Admittedly, these armed protestors represent a tiny fraction of the their state and the country overall. Overwhelmingly, people still support measures to deal with the pandemic. But, as Mehdi Hasan worries, while the protestors may not have public support right now, “here’s the two things they do have, which worry me…They have guns — lots of them, big guns — and they have the support and encouragement of the President of the United States, lots of encouragement”.
The President has openly talked about fomenting economic and societal collapse in order to be able to literally rebuild our society and “make America great again”. In 2014, Trump declared, “You know what solves it? When the economy crashes, when the country goes to hell and everything is a disaster. Then…you’ll have riots to go back to where we used to be when we were great”. Charles Murray, of all people, identified the symbiotic relationship between Trump and his extremist followers. As Francis Wilkinson summarizes, “For many supporters…Trump is a ‘murder weapon,’ a blunt object to be wielded against domestic enemies…Trump’s purest promise was always destruction. He would tear it down. Blow it up. Repeal it with no plan to replace it. And just as nostalgia for white male dominance is Trump’s theme — his most enthusiastic targets, like Whitmer, are women — destruction is his agenda.

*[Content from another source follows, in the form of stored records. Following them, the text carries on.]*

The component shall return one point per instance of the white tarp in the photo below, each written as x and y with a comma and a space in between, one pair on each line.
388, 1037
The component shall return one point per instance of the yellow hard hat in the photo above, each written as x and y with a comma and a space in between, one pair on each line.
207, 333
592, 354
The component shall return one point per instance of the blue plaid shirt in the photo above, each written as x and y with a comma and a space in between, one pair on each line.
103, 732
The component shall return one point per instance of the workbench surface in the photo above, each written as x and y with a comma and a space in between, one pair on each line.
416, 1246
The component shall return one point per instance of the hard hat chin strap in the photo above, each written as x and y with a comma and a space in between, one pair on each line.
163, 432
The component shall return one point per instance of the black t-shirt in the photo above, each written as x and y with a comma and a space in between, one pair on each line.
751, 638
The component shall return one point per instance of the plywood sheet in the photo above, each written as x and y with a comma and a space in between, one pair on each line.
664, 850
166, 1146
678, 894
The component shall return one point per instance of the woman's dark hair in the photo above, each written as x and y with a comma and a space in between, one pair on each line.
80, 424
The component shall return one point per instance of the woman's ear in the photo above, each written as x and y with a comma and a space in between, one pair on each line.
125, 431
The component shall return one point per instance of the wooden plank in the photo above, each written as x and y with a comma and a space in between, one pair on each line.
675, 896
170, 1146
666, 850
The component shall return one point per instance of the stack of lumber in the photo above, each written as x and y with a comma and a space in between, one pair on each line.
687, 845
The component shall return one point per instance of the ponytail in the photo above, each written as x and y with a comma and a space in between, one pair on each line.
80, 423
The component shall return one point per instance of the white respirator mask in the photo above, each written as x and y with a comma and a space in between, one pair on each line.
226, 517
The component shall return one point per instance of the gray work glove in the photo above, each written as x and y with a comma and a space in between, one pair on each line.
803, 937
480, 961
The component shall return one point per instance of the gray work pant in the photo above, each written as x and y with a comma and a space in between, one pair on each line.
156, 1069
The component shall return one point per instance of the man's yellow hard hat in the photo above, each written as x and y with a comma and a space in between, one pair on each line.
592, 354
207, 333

Theme and agenda are intimately linked. Before the nation could be turned over to the clamoring blacks and the browns and the ‘nasty’ women, Trump would blow it to smithereens. The new America would inherit only debt and dust from the resentful old one”.
In Georgia, the Republicans just used some legal chicanery to cancel a judicial election, allowing them to maintain a seat the state’s Supreme Court for at least another two years, something critical for gerrymandering after the 2020 census and maintaining GOP political power in the state for much of the next decade. As many have noted, Trump can not cancel the November election, but he can make it as difficult and dangerous as possible to vote. Republicans have basically decided to hitch their wagons to Trump’s fate, with GOP Senate Whip John Thune admitting, “I just think that everybody realizes that our fortunes sort of rise or fall together. One thing we have to do is to…make sure that there’s not separation between the White House and Republicans in Congress”.
The re-open protests have shown that Trump can and will be able to call those paramilitary and vigilante groups out, and that the Republican establishment will provide them with monetary, legal, and organizational support. And Wilkinson notes, “Whether the U.S. can get through this election (or the years that follow) without political violence is a troubling question. Trump’s politics have always been a self-conscious vector for violence”. If that should happen, either before, during, or after the election, I think we will find there are far greater numbers willing to follow Trump down that violent path and more law enforcement unwilling to restrain them than we have seen in the last few weeks.